Two months after her return, Cousins suffered an enormous relapse, and she or he made the choice to retire over Christmas.
She feels she has “paid the worth” in pushing herself for too lengthy. Her signs of dysautonomia – a dysfunction of the autonomic nervous system – worsened considerably, whereas she has additionally been identified with reactive hypoglycaemia (poor blood sugar regulation), histamine intolerance (an impaired means to metabolize ingested histamine) and oestrogen dominance, which causes issues together with her hormones.
These circumstances all fall beneath the umbrella of lengthy Covid, and whereas every section of Cousins’ sickness has differed, all have turned her life “the other way up”.
Lacking out on Tokyo was “devastating” and Cousins acknowledges that subsequent summer time shall be tough, when she may have been on the beginning line on the Paris 2024 Olympics.
“There’s lots of grief,” she provides. “I used to be new to the group, I felt like I used to be simply beginning my worldwide profession.
“I actually did assume I used to be planning my life to go in direction of Paris and Los Angeles [in 2028]. I do assume that is the place my life would have gone. And so there’s this large lack of the life that you just envisioned not being there anymore.
“However there’s additionally lots of peace. I believe way back I did settle for that I contracted this virus and it developed into a very extreme illness. I totally gave myself to the method of attempting to return, I did all the things I may.
“Nonetheless, that implies that now I can stroll away and know I attempted my greatest and there was nothing else I may have executed.”
‘We have to speak about lengthy Covid’
In keeping with the World Well being Organisation (WHO), research have proven that between 10-20% of individuals contaminated with Covid will go on to develop signs that may be identified as lengthy Covid.
It’s estimated that greater than 17m folks throughout the WHO’s European area skilled lengthy Covid throughout the first two years of the pandemic – and but there’s nonetheless a lot unknown in regards to the situation.
Collective forgetting could have set in for individuals who need to transfer on from Covid, however Cousins – on behalf of all these nonetheless struggling – is eager to maintain the dialog going.
“I, as a lot as anybody, would like to not be speaking about Covid anymore, I am sick of it,” she says.
“Nevertheless it [long Covid] is a large difficulty and it is affecting so many individuals, and it is a particularly debilitating sickness. In order a lot as I perceive that folks do not need to discuss anymore, we have to speak about it and we have to deal with it.”

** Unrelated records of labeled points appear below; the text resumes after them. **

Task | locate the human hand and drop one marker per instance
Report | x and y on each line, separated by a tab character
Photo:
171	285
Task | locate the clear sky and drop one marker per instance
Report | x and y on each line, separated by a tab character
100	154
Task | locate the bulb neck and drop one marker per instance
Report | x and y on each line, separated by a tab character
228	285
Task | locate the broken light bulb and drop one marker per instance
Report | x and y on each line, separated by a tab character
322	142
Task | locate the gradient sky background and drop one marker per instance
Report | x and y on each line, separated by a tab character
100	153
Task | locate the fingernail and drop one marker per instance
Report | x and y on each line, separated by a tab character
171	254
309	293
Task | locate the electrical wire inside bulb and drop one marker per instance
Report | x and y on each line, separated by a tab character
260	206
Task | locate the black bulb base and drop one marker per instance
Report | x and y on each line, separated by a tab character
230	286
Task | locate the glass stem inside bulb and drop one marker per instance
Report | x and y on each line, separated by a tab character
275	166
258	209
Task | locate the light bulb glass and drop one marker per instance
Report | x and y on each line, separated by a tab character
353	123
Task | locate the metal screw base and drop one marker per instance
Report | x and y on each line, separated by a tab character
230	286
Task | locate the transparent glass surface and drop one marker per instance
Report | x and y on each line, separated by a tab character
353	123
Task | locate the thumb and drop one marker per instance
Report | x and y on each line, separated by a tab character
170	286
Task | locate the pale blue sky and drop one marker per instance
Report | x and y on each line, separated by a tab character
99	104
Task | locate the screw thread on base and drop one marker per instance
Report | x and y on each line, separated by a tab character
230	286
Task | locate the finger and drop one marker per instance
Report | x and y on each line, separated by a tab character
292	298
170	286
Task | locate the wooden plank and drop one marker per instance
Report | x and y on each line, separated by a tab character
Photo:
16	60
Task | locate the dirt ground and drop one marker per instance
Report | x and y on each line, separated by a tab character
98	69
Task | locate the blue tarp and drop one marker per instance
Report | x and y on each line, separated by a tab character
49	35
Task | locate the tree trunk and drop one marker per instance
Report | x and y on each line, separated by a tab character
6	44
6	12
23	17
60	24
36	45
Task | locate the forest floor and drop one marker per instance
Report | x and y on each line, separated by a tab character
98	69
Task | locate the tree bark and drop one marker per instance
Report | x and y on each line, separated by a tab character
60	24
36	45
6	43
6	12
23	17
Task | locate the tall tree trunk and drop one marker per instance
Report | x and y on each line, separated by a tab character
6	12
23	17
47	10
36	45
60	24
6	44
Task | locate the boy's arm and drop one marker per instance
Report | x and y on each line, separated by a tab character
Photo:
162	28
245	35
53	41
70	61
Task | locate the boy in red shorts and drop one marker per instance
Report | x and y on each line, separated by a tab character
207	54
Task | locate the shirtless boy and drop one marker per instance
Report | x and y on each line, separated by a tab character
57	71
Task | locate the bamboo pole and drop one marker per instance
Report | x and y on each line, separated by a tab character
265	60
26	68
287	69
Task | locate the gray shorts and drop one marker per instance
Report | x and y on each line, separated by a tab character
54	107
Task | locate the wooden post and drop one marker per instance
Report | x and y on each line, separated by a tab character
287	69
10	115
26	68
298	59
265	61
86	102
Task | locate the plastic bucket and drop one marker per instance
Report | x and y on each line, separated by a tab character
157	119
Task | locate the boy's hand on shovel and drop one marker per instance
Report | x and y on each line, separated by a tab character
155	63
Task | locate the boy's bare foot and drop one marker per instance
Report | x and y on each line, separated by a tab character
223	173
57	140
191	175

She provides: “Large funding went into the vaccines and how one can handle the acute section of Covid, however that sort of consideration has simply not been given to lengthy Covid and we want that, we want the analysis.
“We have to discover out what is going on on as a result of though I used to be properly supported and properly understood, there’s nothing anyone can actually do to assist me.”
So what comes subsequent for Cousins? Restoration, greater than something, is the precedence, and she or he is assured she is going to someday return to a “superb degree” of well being.
“I attempt to not reside life an excessive amount of with a plan as a result of lengthy Covid has taught me that there are issues out of your management, and if you happen to turn into too invested in a single plan, it might probably make it very tough when one thing occurs to change on to one thing else,” she says.
“It was out of my management. I can select to let that go or I can select to hold that round. And I am selecting to let it go.”